Parking Control Plus were awarded the £1.9 million city council contract in 2001, but just two years later in 2003, parking fines income had gone up by 124 per cent, earning a windfall £9.9 million bonanza.

Alum Rock Road, in Nechells, always tops the fines list, annually earning a staggering £334,620, with other tickets issued around the city regularly topping 164,000.

An irrelevant side street in my own area of Kings Heath, Institute Road, annually earns over £95,580, with parking wardens waiting until the parking regulation moves over to the other side of the road at 1pm, they then issue tickets and then speed off on their scooters.

Nothing is done for smooth city traffic flow on the congested Pershore Road, the horrendous Belgrave Road island and joining Bristol Road lights, just easy pickings in quiet city side streets are their targets.

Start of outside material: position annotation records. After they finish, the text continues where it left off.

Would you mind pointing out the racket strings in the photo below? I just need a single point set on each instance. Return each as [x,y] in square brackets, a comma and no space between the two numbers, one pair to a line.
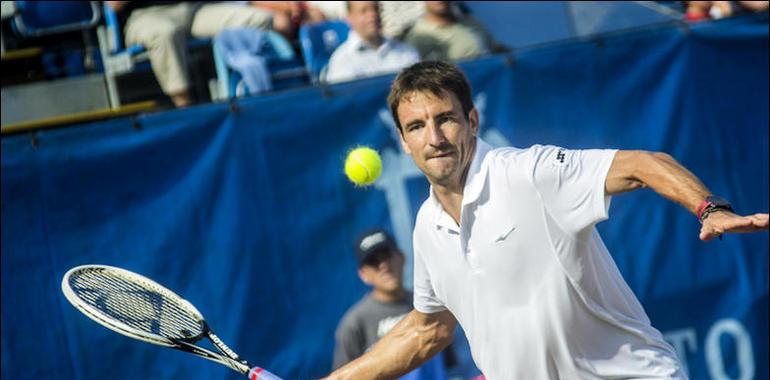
[135,304]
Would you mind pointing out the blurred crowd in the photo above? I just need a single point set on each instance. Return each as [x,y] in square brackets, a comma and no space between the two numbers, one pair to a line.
[378,37]
[384,36]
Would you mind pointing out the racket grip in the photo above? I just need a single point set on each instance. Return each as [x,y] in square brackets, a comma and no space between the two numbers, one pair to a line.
[258,373]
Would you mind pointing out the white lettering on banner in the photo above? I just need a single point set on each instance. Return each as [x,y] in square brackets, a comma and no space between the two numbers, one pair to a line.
[681,340]
[398,167]
[685,342]
[744,352]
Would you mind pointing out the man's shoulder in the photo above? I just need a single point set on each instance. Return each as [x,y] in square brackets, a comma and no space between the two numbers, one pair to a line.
[403,48]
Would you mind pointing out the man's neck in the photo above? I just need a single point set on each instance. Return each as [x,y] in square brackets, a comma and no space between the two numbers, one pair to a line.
[438,19]
[388,297]
[450,195]
[373,41]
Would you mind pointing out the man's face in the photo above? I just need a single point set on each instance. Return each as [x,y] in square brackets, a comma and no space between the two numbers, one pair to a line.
[439,8]
[364,19]
[383,271]
[438,136]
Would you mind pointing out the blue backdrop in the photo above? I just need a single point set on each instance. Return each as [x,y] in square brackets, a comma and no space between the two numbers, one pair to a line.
[245,210]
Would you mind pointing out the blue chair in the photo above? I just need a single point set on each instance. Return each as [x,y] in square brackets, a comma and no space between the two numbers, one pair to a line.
[119,59]
[286,69]
[318,41]
[39,18]
[32,19]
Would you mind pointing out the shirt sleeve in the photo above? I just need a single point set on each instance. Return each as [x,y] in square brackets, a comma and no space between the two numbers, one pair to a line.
[572,184]
[425,299]
[335,70]
[348,343]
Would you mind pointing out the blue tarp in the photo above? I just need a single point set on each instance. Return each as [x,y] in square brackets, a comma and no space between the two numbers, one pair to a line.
[245,210]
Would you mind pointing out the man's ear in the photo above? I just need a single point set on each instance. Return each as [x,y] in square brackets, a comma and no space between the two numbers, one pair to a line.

Birmingham has a deserved reputation for handing out fines. In 2004, 175,000 tickets were issued, and of those that appealed, an astounding number were thrown out by the appeals tribunal board based in Manchester.

Whilst these easy pickings go on with a lucrative fines system, the city grinds to a daily rush hour halt, with the Birmingham City Council and Parking Control Plus playing their part in this grossly embarrassing incompetence.